Before refuting these arguments, I should point out that U.S. global policy during the Cold War was to "contain" communist expansion at all costs. That domino theory was so compelling it led to U.S. involvements in Korean and Vietnam. For McNamara to claim that he could have reversed it merely by recommending disengagement from Vietnam even when Russia and Communist China were actively supporting the "war of liberation" only underscores his enormous arrogance. McNamara also chose to mention the one U.S. move that provided the context for the withdrawal in 1973 -- President Nixon's 1972 visit to China following the breakdown of relations between the two communist giants.

As for the instability of the Government of South Vietnam, the U.S. has largely itself to blame. Not only was it heavily involved in the overthrow of the Diem government on November 1, 1963, but McNamara himself, reportedly acting on President Johnson's instructions, openly hailed General Nguyen Khanh as a hero for staging a successful counter-coup that deposed the plotting generals. And it was then-U.S. Ambassador General Maxwell Taylor who subsequently encouraged the rebellion of the Montagnard tribes to discredit and ultimately oust General Khanh, whom Taylor intensely disliked.
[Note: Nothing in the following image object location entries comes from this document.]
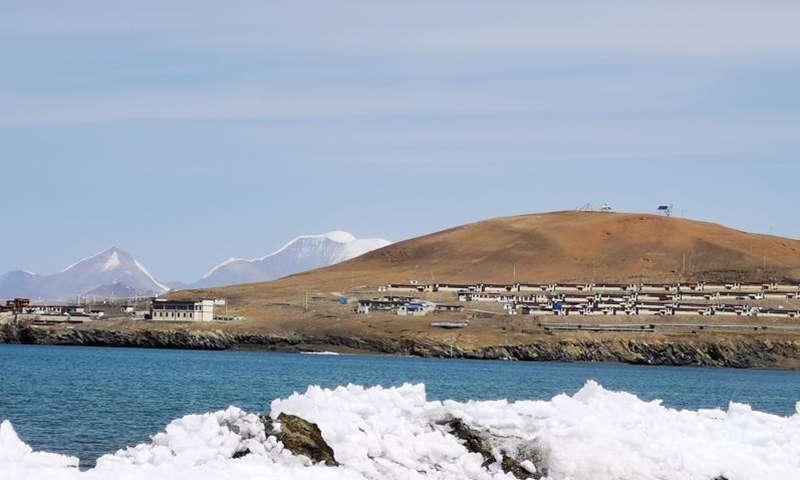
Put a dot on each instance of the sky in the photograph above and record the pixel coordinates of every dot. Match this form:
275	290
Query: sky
187	132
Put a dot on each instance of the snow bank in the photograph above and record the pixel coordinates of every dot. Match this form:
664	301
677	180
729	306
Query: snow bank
395	433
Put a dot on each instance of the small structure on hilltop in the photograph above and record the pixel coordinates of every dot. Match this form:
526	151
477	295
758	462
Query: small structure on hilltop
163	309
665	210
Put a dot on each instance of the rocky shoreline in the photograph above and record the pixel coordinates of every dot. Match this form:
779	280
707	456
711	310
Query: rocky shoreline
733	351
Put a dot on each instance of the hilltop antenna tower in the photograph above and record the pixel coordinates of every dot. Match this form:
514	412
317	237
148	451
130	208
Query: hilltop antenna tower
665	210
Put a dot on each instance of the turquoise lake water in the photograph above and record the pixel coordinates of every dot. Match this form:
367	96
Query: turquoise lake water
87	402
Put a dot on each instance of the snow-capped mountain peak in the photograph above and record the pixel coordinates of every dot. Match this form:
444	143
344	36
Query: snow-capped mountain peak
108	267
305	252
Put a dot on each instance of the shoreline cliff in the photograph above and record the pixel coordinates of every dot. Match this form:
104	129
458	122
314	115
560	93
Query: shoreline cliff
730	351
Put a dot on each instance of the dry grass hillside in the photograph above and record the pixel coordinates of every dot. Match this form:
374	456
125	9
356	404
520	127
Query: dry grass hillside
555	247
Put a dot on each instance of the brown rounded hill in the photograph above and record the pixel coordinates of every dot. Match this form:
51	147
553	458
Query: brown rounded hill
560	247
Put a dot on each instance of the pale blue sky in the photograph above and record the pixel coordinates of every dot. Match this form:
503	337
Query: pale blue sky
186	132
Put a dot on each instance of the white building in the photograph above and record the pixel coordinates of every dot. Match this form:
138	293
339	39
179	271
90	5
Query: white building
163	309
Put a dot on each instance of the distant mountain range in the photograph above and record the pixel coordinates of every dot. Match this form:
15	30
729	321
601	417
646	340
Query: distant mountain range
115	273
306	252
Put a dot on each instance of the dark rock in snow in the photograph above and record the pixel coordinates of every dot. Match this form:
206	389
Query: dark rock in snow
302	437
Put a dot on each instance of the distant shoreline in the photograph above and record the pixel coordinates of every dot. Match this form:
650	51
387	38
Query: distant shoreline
754	350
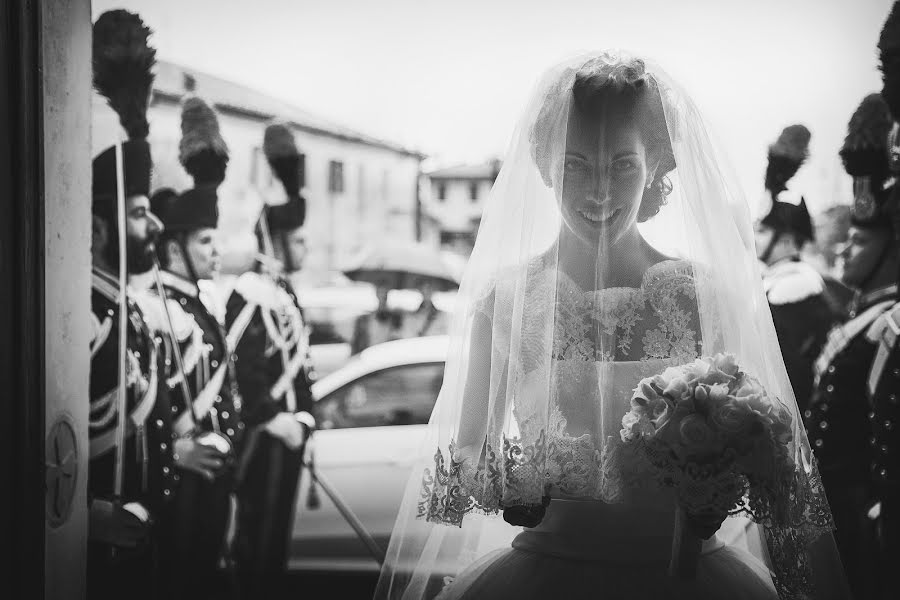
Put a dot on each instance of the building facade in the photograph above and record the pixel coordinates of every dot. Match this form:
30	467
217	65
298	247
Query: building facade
454	200
358	189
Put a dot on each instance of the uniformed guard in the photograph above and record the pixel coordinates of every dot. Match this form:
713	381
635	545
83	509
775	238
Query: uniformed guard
838	419
130	475
273	375
801	308
202	376
884	374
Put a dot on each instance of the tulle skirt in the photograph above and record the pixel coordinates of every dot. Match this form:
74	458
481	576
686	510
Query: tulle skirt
568	563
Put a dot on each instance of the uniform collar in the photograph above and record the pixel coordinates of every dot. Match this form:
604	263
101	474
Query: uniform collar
870	298
180	284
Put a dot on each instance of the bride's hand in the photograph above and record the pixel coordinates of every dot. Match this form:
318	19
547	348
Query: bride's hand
705	525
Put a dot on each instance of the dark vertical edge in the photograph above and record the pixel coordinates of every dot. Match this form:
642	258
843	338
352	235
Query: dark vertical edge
22	281
419	215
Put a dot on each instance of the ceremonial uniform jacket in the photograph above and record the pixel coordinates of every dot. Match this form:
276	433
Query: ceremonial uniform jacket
839	418
884	401
803	316
211	370
149	476
264	319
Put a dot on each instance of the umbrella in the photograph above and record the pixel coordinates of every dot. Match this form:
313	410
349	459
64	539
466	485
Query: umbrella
403	265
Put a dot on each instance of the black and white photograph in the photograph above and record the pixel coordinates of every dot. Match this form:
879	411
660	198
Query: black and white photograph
471	300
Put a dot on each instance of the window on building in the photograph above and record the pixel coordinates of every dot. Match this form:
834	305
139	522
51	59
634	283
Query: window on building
336	177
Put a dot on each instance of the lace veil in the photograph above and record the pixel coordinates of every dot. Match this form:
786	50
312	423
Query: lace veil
615	243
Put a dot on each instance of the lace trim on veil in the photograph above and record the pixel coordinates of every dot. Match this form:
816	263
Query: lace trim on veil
519	470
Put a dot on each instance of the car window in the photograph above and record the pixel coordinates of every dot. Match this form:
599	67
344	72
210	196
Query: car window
396	396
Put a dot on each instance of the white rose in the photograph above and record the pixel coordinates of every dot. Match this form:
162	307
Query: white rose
696	435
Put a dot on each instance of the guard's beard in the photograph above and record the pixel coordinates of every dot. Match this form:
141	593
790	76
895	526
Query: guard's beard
139	254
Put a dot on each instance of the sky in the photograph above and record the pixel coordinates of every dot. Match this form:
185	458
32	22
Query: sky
450	77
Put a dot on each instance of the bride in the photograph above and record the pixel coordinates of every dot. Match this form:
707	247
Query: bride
614	245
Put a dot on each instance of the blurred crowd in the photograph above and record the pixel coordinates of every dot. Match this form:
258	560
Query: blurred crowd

Ironically, McNamara echoes his former media and Congressional critics by singling out South Vietnamese corruption as a prime factor behind America's withdrawal. Yet it was U.S. officials themselves whose patronage system of buying obedience in exchange for favors that nurtured and legitimated that corruption in the first place.

As general during the war, I can speak to the Army of the Republic of Vietnam (ARVN)'s so-called incapacity to defend itself. Our victories at Quang Tri, Kontum And An Loc during North Vietnam's Great Offensive in 1972 amply demonstrated that we could beat back North Vietnam's regular divisions in conventional warfare, provided we received adequate supplies and air support.
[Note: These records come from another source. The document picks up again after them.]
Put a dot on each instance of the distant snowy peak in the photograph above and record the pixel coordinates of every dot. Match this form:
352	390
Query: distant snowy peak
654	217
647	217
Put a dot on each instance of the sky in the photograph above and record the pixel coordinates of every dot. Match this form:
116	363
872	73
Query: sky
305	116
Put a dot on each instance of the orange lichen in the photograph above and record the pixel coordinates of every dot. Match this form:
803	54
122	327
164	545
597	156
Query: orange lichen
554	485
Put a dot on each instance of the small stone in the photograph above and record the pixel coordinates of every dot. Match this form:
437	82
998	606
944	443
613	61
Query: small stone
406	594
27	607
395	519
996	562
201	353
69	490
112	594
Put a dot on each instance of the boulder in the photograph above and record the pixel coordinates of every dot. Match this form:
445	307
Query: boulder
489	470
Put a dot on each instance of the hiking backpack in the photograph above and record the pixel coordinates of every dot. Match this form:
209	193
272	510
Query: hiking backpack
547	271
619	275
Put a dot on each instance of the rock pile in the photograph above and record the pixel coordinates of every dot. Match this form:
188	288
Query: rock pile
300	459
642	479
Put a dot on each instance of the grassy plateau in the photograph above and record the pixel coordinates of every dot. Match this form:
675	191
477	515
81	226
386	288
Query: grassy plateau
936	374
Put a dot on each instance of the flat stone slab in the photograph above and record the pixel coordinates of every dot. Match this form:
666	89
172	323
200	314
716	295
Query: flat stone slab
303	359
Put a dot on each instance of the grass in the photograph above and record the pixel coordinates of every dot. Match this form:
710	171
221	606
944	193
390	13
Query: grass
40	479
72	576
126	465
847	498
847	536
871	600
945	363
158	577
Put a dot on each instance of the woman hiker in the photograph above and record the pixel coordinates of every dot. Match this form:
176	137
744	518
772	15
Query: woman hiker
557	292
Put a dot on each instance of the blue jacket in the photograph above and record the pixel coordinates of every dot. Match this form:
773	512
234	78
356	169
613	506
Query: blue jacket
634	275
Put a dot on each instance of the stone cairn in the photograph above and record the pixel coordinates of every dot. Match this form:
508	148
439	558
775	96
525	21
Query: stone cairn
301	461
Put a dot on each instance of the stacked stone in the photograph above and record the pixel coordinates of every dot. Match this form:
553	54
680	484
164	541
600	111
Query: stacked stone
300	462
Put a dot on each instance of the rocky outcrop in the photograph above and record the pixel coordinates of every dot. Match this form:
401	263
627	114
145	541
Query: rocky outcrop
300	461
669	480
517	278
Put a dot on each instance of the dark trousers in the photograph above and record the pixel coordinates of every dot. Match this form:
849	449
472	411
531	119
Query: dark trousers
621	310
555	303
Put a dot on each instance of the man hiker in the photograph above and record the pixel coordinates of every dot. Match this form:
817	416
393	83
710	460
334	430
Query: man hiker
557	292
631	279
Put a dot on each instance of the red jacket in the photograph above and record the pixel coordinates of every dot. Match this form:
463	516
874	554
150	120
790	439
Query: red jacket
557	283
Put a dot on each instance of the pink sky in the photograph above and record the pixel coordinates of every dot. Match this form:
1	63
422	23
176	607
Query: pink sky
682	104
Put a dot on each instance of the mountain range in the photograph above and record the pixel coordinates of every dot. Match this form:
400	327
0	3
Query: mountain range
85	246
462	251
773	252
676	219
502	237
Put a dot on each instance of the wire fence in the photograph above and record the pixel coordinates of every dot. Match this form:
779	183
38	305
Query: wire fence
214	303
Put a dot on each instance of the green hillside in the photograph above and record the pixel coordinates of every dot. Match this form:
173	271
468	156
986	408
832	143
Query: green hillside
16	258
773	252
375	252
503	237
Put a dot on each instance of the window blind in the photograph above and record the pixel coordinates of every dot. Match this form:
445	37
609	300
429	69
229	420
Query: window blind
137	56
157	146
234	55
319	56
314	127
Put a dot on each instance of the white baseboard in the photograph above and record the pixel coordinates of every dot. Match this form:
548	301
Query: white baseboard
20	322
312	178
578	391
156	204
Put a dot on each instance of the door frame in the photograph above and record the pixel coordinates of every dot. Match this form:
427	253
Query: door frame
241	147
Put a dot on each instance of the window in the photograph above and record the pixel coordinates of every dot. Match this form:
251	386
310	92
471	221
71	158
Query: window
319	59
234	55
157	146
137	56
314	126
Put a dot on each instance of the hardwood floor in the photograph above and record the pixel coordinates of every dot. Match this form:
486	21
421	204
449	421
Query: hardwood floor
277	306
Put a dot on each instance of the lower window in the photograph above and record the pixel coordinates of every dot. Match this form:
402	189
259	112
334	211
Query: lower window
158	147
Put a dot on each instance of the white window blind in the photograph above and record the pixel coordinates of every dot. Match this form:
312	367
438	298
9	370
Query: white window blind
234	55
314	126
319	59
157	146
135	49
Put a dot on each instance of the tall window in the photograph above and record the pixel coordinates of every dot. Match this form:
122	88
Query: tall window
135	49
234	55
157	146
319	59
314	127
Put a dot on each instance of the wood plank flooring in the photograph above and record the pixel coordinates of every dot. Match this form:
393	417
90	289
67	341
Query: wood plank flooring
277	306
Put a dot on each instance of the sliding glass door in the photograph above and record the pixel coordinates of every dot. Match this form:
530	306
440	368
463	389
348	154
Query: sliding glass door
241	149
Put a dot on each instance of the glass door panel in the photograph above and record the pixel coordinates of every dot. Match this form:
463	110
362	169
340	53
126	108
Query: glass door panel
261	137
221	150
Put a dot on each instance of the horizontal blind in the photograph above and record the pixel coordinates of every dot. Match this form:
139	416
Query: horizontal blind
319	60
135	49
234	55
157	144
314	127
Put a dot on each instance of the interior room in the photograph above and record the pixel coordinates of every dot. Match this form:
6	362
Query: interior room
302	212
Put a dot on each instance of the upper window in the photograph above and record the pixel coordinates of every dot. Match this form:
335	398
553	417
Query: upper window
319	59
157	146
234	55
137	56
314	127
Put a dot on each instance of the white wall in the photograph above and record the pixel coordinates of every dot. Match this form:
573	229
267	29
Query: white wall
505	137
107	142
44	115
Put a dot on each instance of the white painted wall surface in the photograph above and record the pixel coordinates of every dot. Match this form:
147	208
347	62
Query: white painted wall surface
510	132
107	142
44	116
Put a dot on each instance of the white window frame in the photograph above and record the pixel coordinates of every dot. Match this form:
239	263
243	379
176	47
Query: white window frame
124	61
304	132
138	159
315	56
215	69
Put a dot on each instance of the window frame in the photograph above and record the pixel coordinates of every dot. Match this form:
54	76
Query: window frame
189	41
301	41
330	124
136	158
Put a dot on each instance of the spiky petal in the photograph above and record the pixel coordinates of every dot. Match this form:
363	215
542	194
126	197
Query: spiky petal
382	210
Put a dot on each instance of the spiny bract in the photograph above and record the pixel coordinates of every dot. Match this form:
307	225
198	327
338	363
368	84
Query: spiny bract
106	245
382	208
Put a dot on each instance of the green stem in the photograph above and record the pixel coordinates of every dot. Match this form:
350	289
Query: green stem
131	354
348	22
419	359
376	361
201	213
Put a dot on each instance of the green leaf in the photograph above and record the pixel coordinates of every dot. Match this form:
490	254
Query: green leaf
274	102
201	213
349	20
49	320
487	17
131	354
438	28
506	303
The Battle of An Loc, for instance, pitted some 6,350 ARVN men against a force three that size. During the peak of the battle, we had access to only one 105 mm howitzer to provide close support while the enemy attack was backed by an entire artillery division. Whereas we had no tanks, the enemy had two armored regiments. Yet ARVN won. As General Paul Vanuxem, a French veteran of the Indochina War, wrote in 1972 after visiting the liberated city of An Loc: "An Loc was the Verdun of Vietnam, where Vietnam received as in baptism the supreme consecration of her will."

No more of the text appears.